ここに収録されている曲は、1作目の『DontTurnAway(ドント・ターン・アウェイ)』から2曲。2作目の『BigChoice(ビック・チョイス)』から2曲。3作目の『face to face(フェイス・トゥ・フェイス)』から2曲。5作目の『Reactionary(リアクショナリー)』から1曲。6作目の『How To Ruin Everything(ハウ・トゥ・ルーイン・エブリシング)』から1曲。7作目『Laugh Now, Laugh Late(ラフ・ナウ,ラフ・レイト)』から1曲。9作目『Protection(プロテクション)』から1曲。計10曲が収録されている。
おそらくこの選曲になった理由は、ファンが喜ぶ人気のある曲を選んだのだろう。むかしは自分たちが演りたい曲しか作らないイメージが強かったバンドだが、ファンの気持ちを考えるようになった。そういった意味ではずいぶん丸くなった。それにしても喜怒哀楽に富んだ内容に仕上がっている。流行に左右されず自分を貫く“All for Nothing(オール・フォー・ナッシング)”から、自分の過ちを認めた“Shame on Me(シェイム・オン・ミー)”、酷いときでも決して下を向かない“Velocity(ヴェロシティ)”、挫けそうな弱い自分をはげました“A-OK”⑥、など、多彩な感情が表現されている。
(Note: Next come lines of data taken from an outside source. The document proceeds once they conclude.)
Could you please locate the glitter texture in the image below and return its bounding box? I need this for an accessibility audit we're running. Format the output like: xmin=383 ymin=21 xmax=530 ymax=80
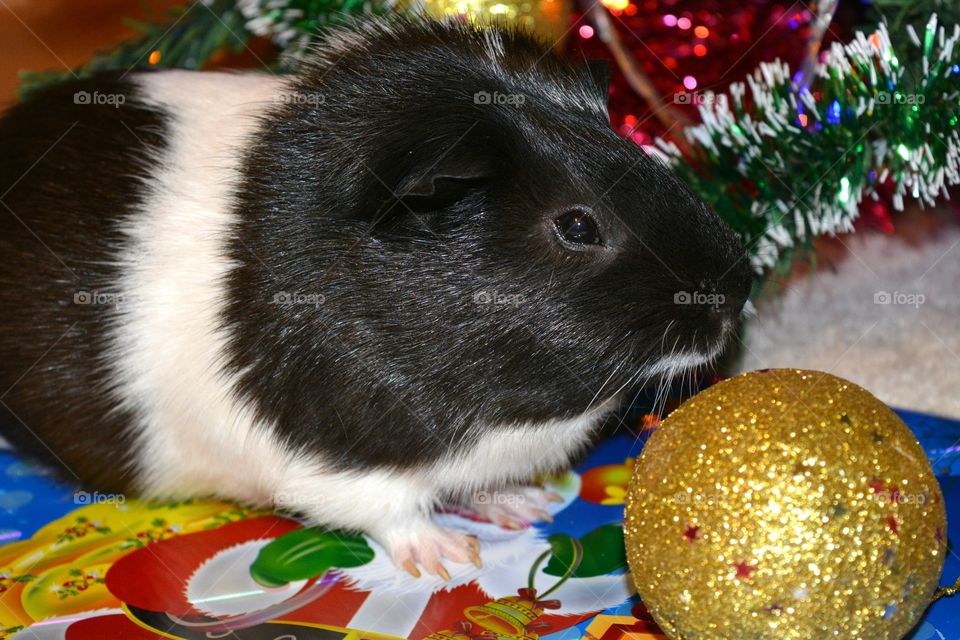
xmin=624 ymin=369 xmax=946 ymax=640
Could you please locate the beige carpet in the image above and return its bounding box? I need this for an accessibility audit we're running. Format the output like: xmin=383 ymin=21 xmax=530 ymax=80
xmin=741 ymin=212 xmax=960 ymax=418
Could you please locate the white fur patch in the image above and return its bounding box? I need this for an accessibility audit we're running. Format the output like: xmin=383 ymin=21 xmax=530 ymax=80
xmin=112 ymin=71 xmax=316 ymax=502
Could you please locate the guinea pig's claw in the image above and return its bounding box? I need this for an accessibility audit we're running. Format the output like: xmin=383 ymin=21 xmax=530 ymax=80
xmin=403 ymin=560 xmax=420 ymax=578
xmin=388 ymin=524 xmax=481 ymax=582
xmin=533 ymin=509 xmax=553 ymax=522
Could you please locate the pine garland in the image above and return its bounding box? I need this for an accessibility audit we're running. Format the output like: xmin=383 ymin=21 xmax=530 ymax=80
xmin=21 ymin=0 xmax=960 ymax=280
xmin=19 ymin=0 xmax=394 ymax=98
xmin=656 ymin=16 xmax=960 ymax=272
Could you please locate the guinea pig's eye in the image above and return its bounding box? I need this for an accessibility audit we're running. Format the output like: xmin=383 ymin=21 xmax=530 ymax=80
xmin=553 ymin=209 xmax=600 ymax=244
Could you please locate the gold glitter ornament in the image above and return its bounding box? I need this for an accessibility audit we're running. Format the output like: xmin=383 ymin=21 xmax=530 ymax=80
xmin=624 ymin=369 xmax=947 ymax=640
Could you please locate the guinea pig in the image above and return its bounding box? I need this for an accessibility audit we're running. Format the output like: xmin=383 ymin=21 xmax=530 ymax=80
xmin=0 ymin=21 xmax=752 ymax=576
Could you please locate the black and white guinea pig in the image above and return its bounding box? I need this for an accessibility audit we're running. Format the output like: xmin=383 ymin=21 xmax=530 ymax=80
xmin=0 ymin=17 xmax=751 ymax=575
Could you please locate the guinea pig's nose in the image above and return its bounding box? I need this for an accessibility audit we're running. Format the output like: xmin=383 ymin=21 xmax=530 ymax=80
xmin=718 ymin=254 xmax=754 ymax=315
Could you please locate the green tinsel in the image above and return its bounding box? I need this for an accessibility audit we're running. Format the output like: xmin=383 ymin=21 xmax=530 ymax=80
xmin=20 ymin=0 xmax=393 ymax=98
xmin=657 ymin=16 xmax=960 ymax=271
xmin=15 ymin=0 xmax=960 ymax=282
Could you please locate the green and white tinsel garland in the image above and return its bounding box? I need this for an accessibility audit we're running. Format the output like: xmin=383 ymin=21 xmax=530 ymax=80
xmin=653 ymin=15 xmax=960 ymax=271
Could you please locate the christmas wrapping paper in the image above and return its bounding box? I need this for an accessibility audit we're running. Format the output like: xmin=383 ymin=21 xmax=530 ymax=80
xmin=0 ymin=411 xmax=960 ymax=640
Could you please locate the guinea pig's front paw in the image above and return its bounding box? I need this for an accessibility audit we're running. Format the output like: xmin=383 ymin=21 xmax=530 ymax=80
xmin=386 ymin=523 xmax=481 ymax=582
xmin=467 ymin=486 xmax=563 ymax=530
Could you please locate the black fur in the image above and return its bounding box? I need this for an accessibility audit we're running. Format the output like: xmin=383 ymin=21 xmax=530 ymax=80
xmin=0 ymin=74 xmax=166 ymax=489
xmin=224 ymin=24 xmax=751 ymax=468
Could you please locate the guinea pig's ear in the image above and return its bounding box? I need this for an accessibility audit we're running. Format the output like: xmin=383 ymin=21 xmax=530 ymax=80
xmin=587 ymin=60 xmax=610 ymax=104
xmin=395 ymin=141 xmax=496 ymax=211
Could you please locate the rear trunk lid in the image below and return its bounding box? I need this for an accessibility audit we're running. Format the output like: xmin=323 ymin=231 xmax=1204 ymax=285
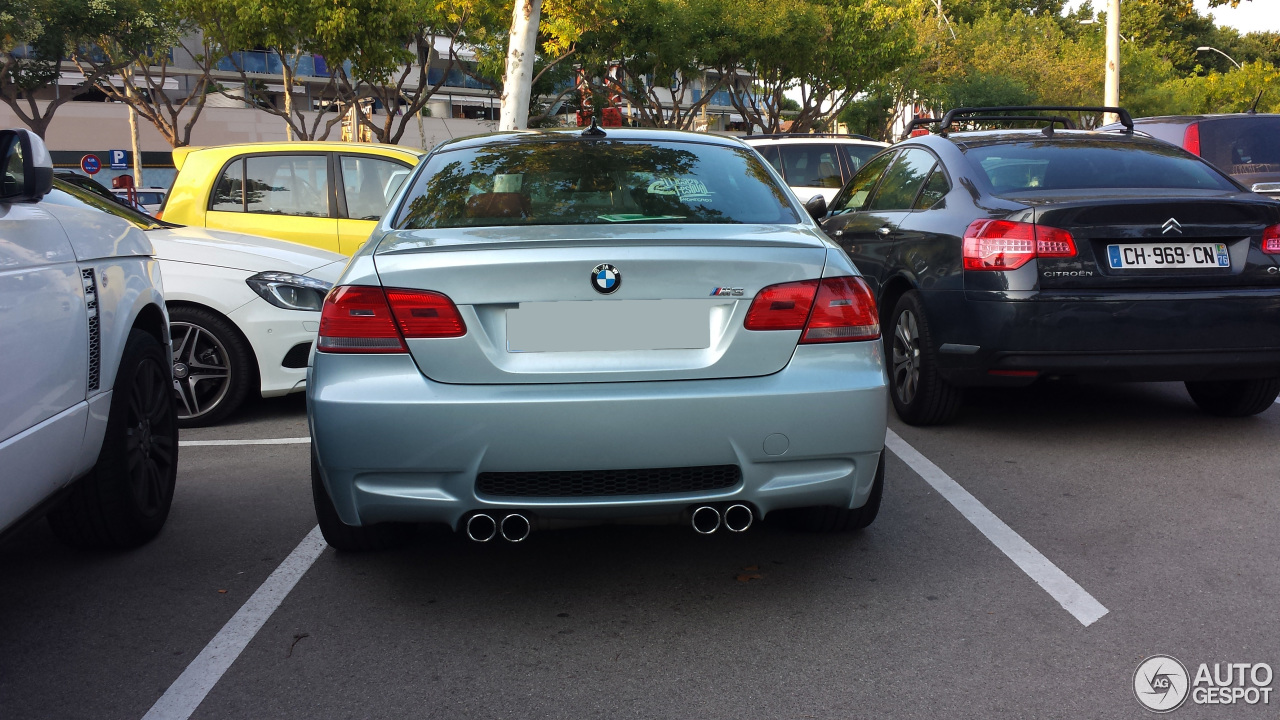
xmin=1018 ymin=190 xmax=1280 ymax=291
xmin=375 ymin=224 xmax=827 ymax=384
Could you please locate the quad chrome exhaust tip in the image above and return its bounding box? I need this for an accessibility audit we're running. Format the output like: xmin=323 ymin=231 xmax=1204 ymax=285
xmin=723 ymin=503 xmax=755 ymax=533
xmin=498 ymin=512 xmax=534 ymax=542
xmin=690 ymin=505 xmax=721 ymax=536
xmin=466 ymin=512 xmax=498 ymax=542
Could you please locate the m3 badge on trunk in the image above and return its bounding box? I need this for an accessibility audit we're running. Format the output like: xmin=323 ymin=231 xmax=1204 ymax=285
xmin=591 ymin=263 xmax=622 ymax=295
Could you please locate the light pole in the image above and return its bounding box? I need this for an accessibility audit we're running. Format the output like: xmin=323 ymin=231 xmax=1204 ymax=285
xmin=1196 ymin=45 xmax=1244 ymax=70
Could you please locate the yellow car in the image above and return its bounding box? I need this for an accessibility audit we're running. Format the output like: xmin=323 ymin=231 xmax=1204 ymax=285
xmin=160 ymin=141 xmax=424 ymax=255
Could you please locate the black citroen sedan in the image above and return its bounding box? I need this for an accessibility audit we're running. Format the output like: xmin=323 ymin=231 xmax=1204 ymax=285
xmin=809 ymin=103 xmax=1280 ymax=424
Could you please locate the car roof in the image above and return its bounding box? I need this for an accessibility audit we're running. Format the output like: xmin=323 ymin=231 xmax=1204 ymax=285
xmin=173 ymin=140 xmax=426 ymax=170
xmin=1133 ymin=113 xmax=1280 ymax=126
xmin=740 ymin=133 xmax=888 ymax=147
xmin=435 ymin=127 xmax=741 ymax=150
xmin=902 ymin=128 xmax=1165 ymax=149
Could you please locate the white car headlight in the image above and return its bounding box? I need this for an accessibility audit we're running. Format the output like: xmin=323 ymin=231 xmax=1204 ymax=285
xmin=244 ymin=272 xmax=333 ymax=313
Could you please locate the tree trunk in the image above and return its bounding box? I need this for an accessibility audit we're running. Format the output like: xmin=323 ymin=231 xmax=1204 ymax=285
xmin=129 ymin=105 xmax=142 ymax=187
xmin=280 ymin=63 xmax=293 ymax=142
xmin=498 ymin=0 xmax=543 ymax=129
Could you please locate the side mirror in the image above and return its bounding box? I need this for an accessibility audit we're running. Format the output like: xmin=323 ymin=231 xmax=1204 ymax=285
xmin=0 ymin=129 xmax=54 ymax=202
xmin=804 ymin=195 xmax=827 ymax=220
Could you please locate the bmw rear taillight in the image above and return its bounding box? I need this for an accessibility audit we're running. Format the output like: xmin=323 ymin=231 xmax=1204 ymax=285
xmin=387 ymin=287 xmax=467 ymax=338
xmin=800 ymin=278 xmax=879 ymax=343
xmin=744 ymin=281 xmax=818 ymax=331
xmin=316 ymin=286 xmax=467 ymax=352
xmin=1262 ymin=225 xmax=1280 ymax=255
xmin=744 ymin=277 xmax=879 ymax=343
xmin=1183 ymin=123 xmax=1199 ymax=155
xmin=964 ymin=219 xmax=1075 ymax=270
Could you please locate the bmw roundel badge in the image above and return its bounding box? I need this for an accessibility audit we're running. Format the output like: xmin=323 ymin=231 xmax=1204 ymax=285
xmin=591 ymin=263 xmax=622 ymax=295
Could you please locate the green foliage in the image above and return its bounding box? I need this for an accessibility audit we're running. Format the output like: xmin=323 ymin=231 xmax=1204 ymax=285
xmin=941 ymin=70 xmax=1037 ymax=108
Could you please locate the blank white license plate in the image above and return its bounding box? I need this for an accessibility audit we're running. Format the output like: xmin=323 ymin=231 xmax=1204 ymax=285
xmin=507 ymin=300 xmax=712 ymax=352
xmin=1107 ymin=242 xmax=1231 ymax=268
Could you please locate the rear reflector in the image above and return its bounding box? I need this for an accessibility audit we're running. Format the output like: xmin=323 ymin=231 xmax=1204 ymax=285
xmin=1262 ymin=225 xmax=1280 ymax=255
xmin=987 ymin=370 xmax=1039 ymax=378
xmin=1183 ymin=123 xmax=1199 ymax=155
xmin=744 ymin=277 xmax=879 ymax=343
xmin=800 ymin=278 xmax=879 ymax=343
xmin=964 ymin=219 xmax=1075 ymax=270
xmin=742 ymin=281 xmax=818 ymax=331
xmin=387 ymin=287 xmax=467 ymax=338
xmin=316 ymin=286 xmax=467 ymax=352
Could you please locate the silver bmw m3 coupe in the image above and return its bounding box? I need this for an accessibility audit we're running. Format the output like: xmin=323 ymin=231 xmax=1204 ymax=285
xmin=307 ymin=128 xmax=887 ymax=550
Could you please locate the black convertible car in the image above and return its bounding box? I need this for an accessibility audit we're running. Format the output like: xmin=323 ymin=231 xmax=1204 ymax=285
xmin=808 ymin=108 xmax=1280 ymax=424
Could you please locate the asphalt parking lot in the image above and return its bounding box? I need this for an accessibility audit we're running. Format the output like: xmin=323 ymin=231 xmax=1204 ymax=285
xmin=0 ymin=384 xmax=1280 ymax=719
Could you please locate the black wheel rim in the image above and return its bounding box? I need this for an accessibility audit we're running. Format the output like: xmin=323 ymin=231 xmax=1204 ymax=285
xmin=125 ymin=357 xmax=178 ymax=518
xmin=893 ymin=310 xmax=920 ymax=405
xmin=169 ymin=323 xmax=233 ymax=420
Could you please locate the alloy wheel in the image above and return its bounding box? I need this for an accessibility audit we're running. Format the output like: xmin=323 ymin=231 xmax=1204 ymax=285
xmin=893 ymin=310 xmax=920 ymax=405
xmin=125 ymin=359 xmax=178 ymax=518
xmin=169 ymin=323 xmax=232 ymax=420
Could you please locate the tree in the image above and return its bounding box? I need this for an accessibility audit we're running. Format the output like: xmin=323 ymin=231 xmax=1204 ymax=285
xmin=72 ymin=0 xmax=218 ymax=147
xmin=0 ymin=0 xmax=163 ymax=137
xmin=580 ymin=0 xmax=737 ymax=129
xmin=325 ymin=0 xmax=474 ymax=143
xmin=730 ymin=0 xmax=915 ymax=132
xmin=499 ymin=0 xmax=543 ymax=129
xmin=186 ymin=0 xmax=345 ymax=140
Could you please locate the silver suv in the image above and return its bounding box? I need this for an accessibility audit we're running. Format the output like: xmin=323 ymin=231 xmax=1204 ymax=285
xmin=0 ymin=129 xmax=178 ymax=547
xmin=739 ymin=135 xmax=888 ymax=202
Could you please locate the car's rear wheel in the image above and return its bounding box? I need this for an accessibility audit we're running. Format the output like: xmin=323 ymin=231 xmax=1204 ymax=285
xmin=49 ymin=329 xmax=178 ymax=548
xmin=1187 ymin=378 xmax=1280 ymax=418
xmin=884 ymin=290 xmax=964 ymax=425
xmin=785 ymin=450 xmax=884 ymax=533
xmin=311 ymin=451 xmax=412 ymax=552
xmin=169 ymin=305 xmax=256 ymax=428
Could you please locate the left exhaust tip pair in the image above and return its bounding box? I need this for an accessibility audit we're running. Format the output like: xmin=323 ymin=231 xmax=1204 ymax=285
xmin=463 ymin=512 xmax=534 ymax=542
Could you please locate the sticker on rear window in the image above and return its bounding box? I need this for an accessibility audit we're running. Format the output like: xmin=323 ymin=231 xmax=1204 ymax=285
xmin=649 ymin=178 xmax=713 ymax=202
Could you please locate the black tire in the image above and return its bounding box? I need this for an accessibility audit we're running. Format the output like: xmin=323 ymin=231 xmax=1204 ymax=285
xmin=169 ymin=305 xmax=257 ymax=428
xmin=1185 ymin=378 xmax=1280 ymax=418
xmin=884 ymin=290 xmax=964 ymax=425
xmin=311 ymin=452 xmax=412 ymax=552
xmin=788 ymin=450 xmax=884 ymax=533
xmin=49 ymin=329 xmax=178 ymax=548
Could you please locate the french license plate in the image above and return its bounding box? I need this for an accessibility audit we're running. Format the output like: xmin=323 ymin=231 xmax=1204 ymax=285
xmin=1107 ymin=242 xmax=1231 ymax=269
xmin=507 ymin=300 xmax=712 ymax=352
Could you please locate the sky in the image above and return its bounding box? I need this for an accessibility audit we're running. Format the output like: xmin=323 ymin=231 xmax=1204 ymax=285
xmin=1068 ymin=0 xmax=1280 ymax=33
xmin=1187 ymin=0 xmax=1280 ymax=35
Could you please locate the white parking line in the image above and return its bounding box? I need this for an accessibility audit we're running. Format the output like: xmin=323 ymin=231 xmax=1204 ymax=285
xmin=178 ymin=437 xmax=311 ymax=447
xmin=142 ymin=525 xmax=325 ymax=720
xmin=884 ymin=430 xmax=1107 ymax=628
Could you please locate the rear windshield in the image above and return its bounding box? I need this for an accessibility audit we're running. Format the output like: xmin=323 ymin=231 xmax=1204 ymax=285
xmin=1199 ymin=117 xmax=1280 ymax=176
xmin=396 ymin=137 xmax=800 ymax=229
xmin=965 ymin=140 xmax=1238 ymax=195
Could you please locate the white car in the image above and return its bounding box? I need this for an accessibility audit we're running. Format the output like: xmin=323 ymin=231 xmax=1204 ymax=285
xmin=111 ymin=187 xmax=169 ymax=215
xmin=0 ymin=129 xmax=178 ymax=547
xmin=46 ymin=179 xmax=347 ymax=427
xmin=739 ymin=135 xmax=888 ymax=202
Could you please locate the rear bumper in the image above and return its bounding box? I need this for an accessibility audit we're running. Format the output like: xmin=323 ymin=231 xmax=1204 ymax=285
xmin=929 ymin=290 xmax=1280 ymax=386
xmin=307 ymin=342 xmax=887 ymax=527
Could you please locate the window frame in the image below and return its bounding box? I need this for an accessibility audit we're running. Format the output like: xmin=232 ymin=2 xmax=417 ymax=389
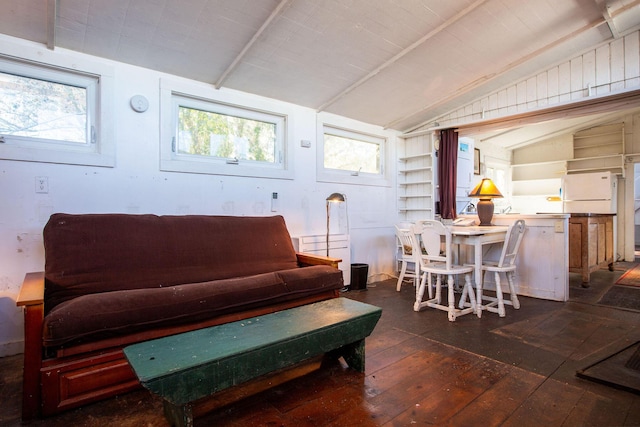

そこには何をやってもうまくいく絶頂期から、ファンの失意を買った迷走期、ファンの期待に応えようと心境が変わった円熟期と、フェイス・トゥ・フェイスの紆余曲折のあったバンドの歴史とその時に心境が、この作品一枚に凝縮されている。アコースティック・アルバムといっても、そこには想いが込められている熱さ伝わるいい作品だ。